El todoterreno de Sunny se alejó pegando botes por el camino de tierra ante los ojos de Isaiah, que se volvió encogido de hombros, con las manos metidas en los bolsillos y una mochila colgada a la espalda. Hacía un frío de perros. El moquillo no tardó en aparecer y el vaho iba quedando atrás a cada paso como señales de humo. No veía el momento de pegarse una ducha caliente. Luego esperaría unas cuantas horas sobre la cama hasta que Sunny pasara a recogerlo para llevarlo de nuevo al Shine Memorial.

John Hawk’s Forest Home, conocido por todo el mundo como el Arena estaba situado a un kilómetro del centro. Allí vivía Isaiah. Se trataba de unas instalaciones que estaban más cerca de parecerse a un aparcamiento de caravanas que a una urbanización residencial al uso. Apenas estaba asfaltado, lo que hacía que en días de lluvia el suelo pareciera derretirse. Isaiah caminaba esquivando charcos y socavones. A ambos lados, algunos farolillos que habían quedado encendidos chirriaban colgados de los porches.

¿Podía ser que sólo se tratara de una pesadilla? ¿Era una pesadilla más? ¿Una de esas desconexiones temporales que apartaban a Isaiah de la realidad? ¿Despertaría como cada mañana cuando la alarma sonara a las nueve en punto? Gilipolleces, no eran más que gilipolleces. La verdad es que pasaría lo que quedaba de noche dando patadas a las sábanas pensando en lo sucedido durante el día.

A Isaiah le costó mucho salir del agujero en el que su padre lo metió. Maltratos físicos y sobre todo psicológicos a punto estuvieron de costarle la vida. A él no le fallaba nada en el cerebro como a su hermano, no había ningún análisis clínico o científico que justificase ciertos comportamientos que lo alejaban de ser un chico como los demás. ¿Introvertido? ¿Poco social? Isaiah estaba asustado. Sólo eso. Lo que lo hacía diferente era el dolor.

De no ser por Mamma Sun, la abuela de Sunny, que lo acogió como un nieto más, Isaiah hubiera terminado en un centro de menores. Hasta la fecha había ido superando una serie de circunstancias pasadas que condicionaron su vida de manera radical. A medida que cerraba heridas superficiales, iba reconstruyendo parte de lo que había quedado destrozado. Pero sólo parte.

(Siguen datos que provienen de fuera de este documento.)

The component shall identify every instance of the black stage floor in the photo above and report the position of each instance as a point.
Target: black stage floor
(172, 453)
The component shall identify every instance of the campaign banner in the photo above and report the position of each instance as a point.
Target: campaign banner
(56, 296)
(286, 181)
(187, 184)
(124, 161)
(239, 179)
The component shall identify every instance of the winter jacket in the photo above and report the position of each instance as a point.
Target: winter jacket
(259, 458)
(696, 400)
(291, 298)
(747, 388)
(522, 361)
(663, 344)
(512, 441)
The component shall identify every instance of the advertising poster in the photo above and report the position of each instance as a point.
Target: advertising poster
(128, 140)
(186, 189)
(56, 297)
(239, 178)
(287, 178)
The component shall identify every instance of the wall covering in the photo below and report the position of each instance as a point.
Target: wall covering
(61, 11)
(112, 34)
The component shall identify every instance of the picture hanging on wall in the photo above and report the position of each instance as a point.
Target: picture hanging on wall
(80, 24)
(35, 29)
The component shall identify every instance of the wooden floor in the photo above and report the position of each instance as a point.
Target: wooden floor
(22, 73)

—¡Joder! —exclamó tras meter hasta el tobillo el pie derecho en un charco que se había formado junto a las escaleras que daban acceso al porche de su bungalow.

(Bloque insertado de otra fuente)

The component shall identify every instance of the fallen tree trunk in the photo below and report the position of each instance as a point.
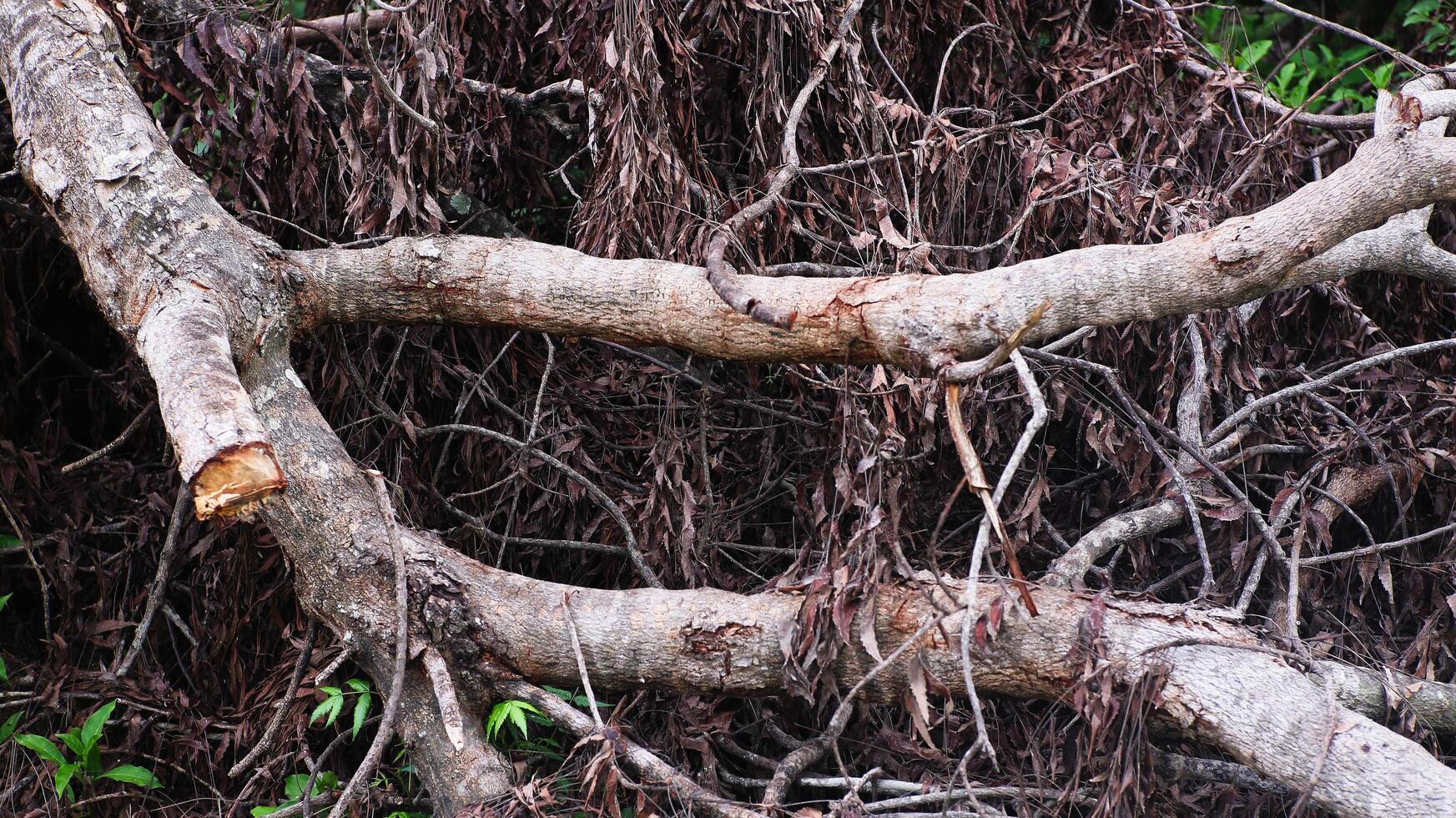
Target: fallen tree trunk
(211, 307)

Maldijo al mundo y sacudió la pierna como un perro mientras buscaba las llaves. Estaba claro que no iba a encontrarlas a la primera, tampoco a la segunda. Buscó y rebuscó en la chaqueta, en los pantalones, en la mochila… Buscó por todos lados pero las malditas llaves no aparecían. «Debieron de caerse en el coche de Sunny», pensó.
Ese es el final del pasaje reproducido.